An den Flatterbändern, die fast hundert Meter vom Fundort entfernt zwischen der Wallhecke auf der einen und Zäunen auf der anderen Seite aufgespannt waren, standen viele Menschen, die – auf welchem Wege auch immer – die beiden Sperren an der Landstraße und der Brücke überwunden hatten.

„Ich habe mich immer gefragt, wie sich in den Bauerschaften Nachrichten so schnell herumsprechen können“, kommentierte Kattenstroht. „Und das funktionierte auch schon zu Zeiten, als es noch kein Telefon und erst recht kein Handy gab!“ Fast amüsiert ließ er den Wagen den Hang hinunterrollen: „Die Schneemänner waren ja wirklich fix, schneller als ich auf meinen Abkürzungen. Seien Sie mal ehrlich, Frau Eilers, sieht das nicht albern aus mit diesen weißen Overalls? Und alles wegen der Faserspuren.“ Kathrin Eilers wandte ein, die Herren der Spurensicherung könnten sich ja sonst ihre normale Kleidung verschmutzen, und dann hätten wieder nur die Frauen den Ärger mit der Wascherei: „Ich habe in unserer Behörde noch keinen Mann kennen gelernt, der Feinwäsche von normaler und 30-Grad-Wäsche von Kochwäsche unterscheiden kann!“, meinte sie.

Kattenstroht entgegnete etwas knapp: „Sie sind ja auch noch nicht so lange dabei!“, und wäre gerne in eine Diskussion eingestiegen, schon allein um seine Kompetenz auch auf diesem Gebiet unter Beweis zu stellen. Er beschloss aber, diesen Part aufzuschieben, und parkte stattdessen das Auto in der Reihe der Dienstwagen ein.

Sie stiegen aus. Kattenstroht stellte seine junge Assistentin dem Kollegen Schücking von der Kreispolizei vor und ließ sich dann über die ersten Erkenntnisse informieren. Schücking führte die beiden Münsteraner Beamten bis auf einige Meter an den Mini heran, um den sich die „Schneemänner“ gerade intensiv kümmerten.

„Das Opfer ist eine junge Frau“, berichtete Schücking. „Barbarischer Zustand, sollten Sie sich vielleicht besser ersparen, Frau Eilers. An der rechten Seite des Wagens ist die Seitenscheibe heruntergedreht. Der Täter hat ihr offensichtlich eine Schrotladung direkt ins Gesicht geschossen; ein oder zwei Schüsse, mindestens. Das muss die Gerichtsmedizin noch klären.

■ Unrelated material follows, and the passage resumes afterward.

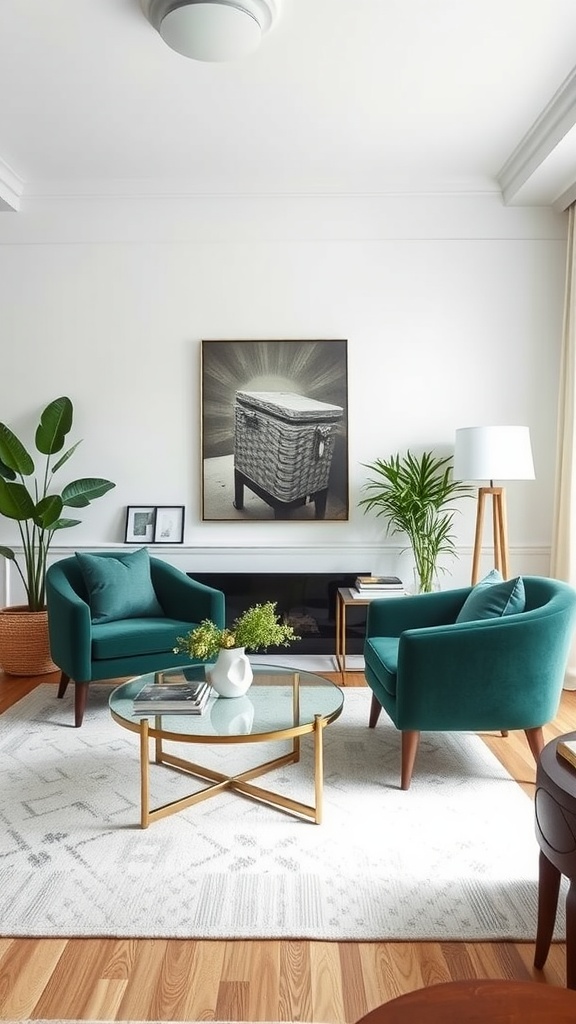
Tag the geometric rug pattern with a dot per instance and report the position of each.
(453, 858)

Vielleicht noch eine Kugel hinterher. Sieht ganz nach einem Jagdgewehr aus. Dann hat der Täter die Leiche über den Beifahrersitz zu schieben versucht, hat die Gangschaltung auf Leerlauf gestellt und den Wagen hier die Feldauffahrt herunter – in den Graben rollen lassen. Sollte wohl nicht so früh entdeckt werden.“

Kattenstroht guckte kritisch, während Kathrin Eilers sich doch dem Wagen näherte. „Herangehen können Sie ja!“, rief Schücking ihr nach. „Die Bodenspuren sind eh schon gesichert!“ Und zu Kattenstroht, der gerade einen nachdenklichen Blick auf das Stoppelland mit seinen Maisstrünken, dann auf seine verschmierten Schuhe und seine zumindest gefährdete Hose warf, sagte er: „Da hat der Täter anscheinend Glück gehabt. Heute Nacht war hier ein toller Regensturm. Der hat alle Spuren verwischt. Die einzigen Fußspuren, die wir feststellen konnten, stammen von dem Postboten da hinten. Er hat den Wagen gefunden und die erste Meldung gemacht.“

„Und was sagt der Doktor?“, fragte Hauptkommissar Kattenstroht.

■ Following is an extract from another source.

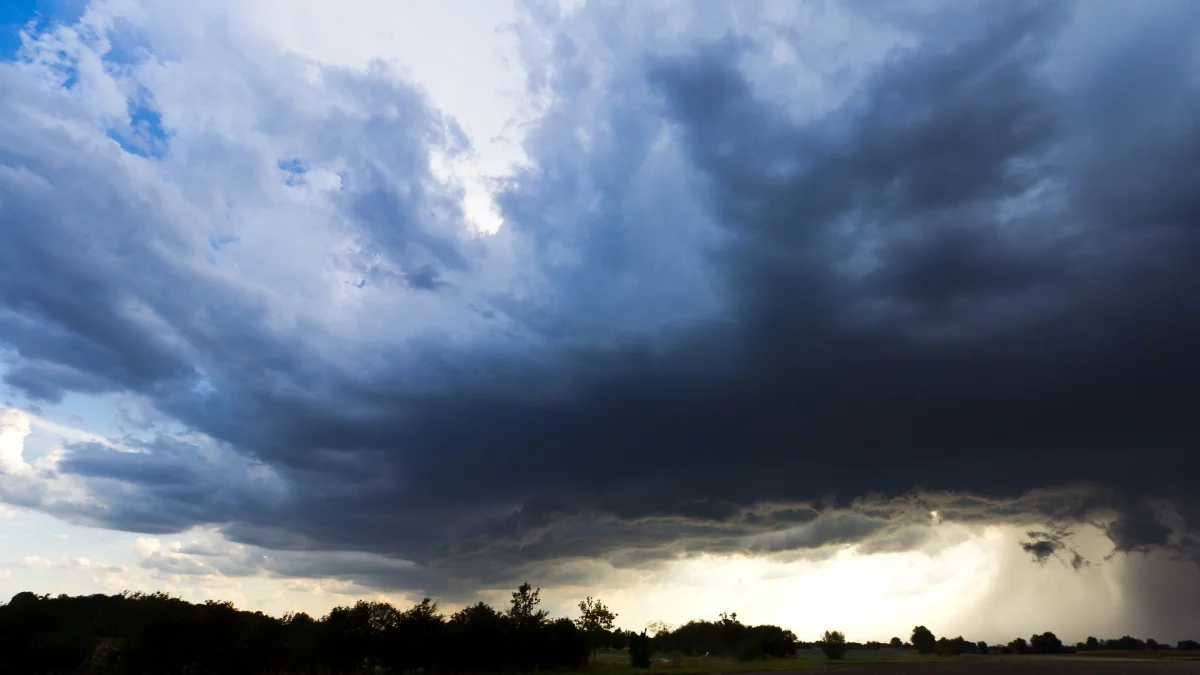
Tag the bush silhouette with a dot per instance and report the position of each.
(923, 640)
(833, 644)
(640, 650)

„Der ist drüben an seinem Wagen schon beim Protokoll. Nach Temperatur und Zustand der Leiche tippt er auf etwa ein Uhr heute Morgen. Mehr kann er aber nicht sagen. Wir haben die Position der Leiche unverändert gelassen. Den Rest muss Münster machen. Der Transport ist schon organisiert.“

„Und die Spurensicherung?“ Kattenstroht versuchte, mit seiner linken Schuhspitze Lehm von der Innenseite seines rechten Schuhs zu kratzen.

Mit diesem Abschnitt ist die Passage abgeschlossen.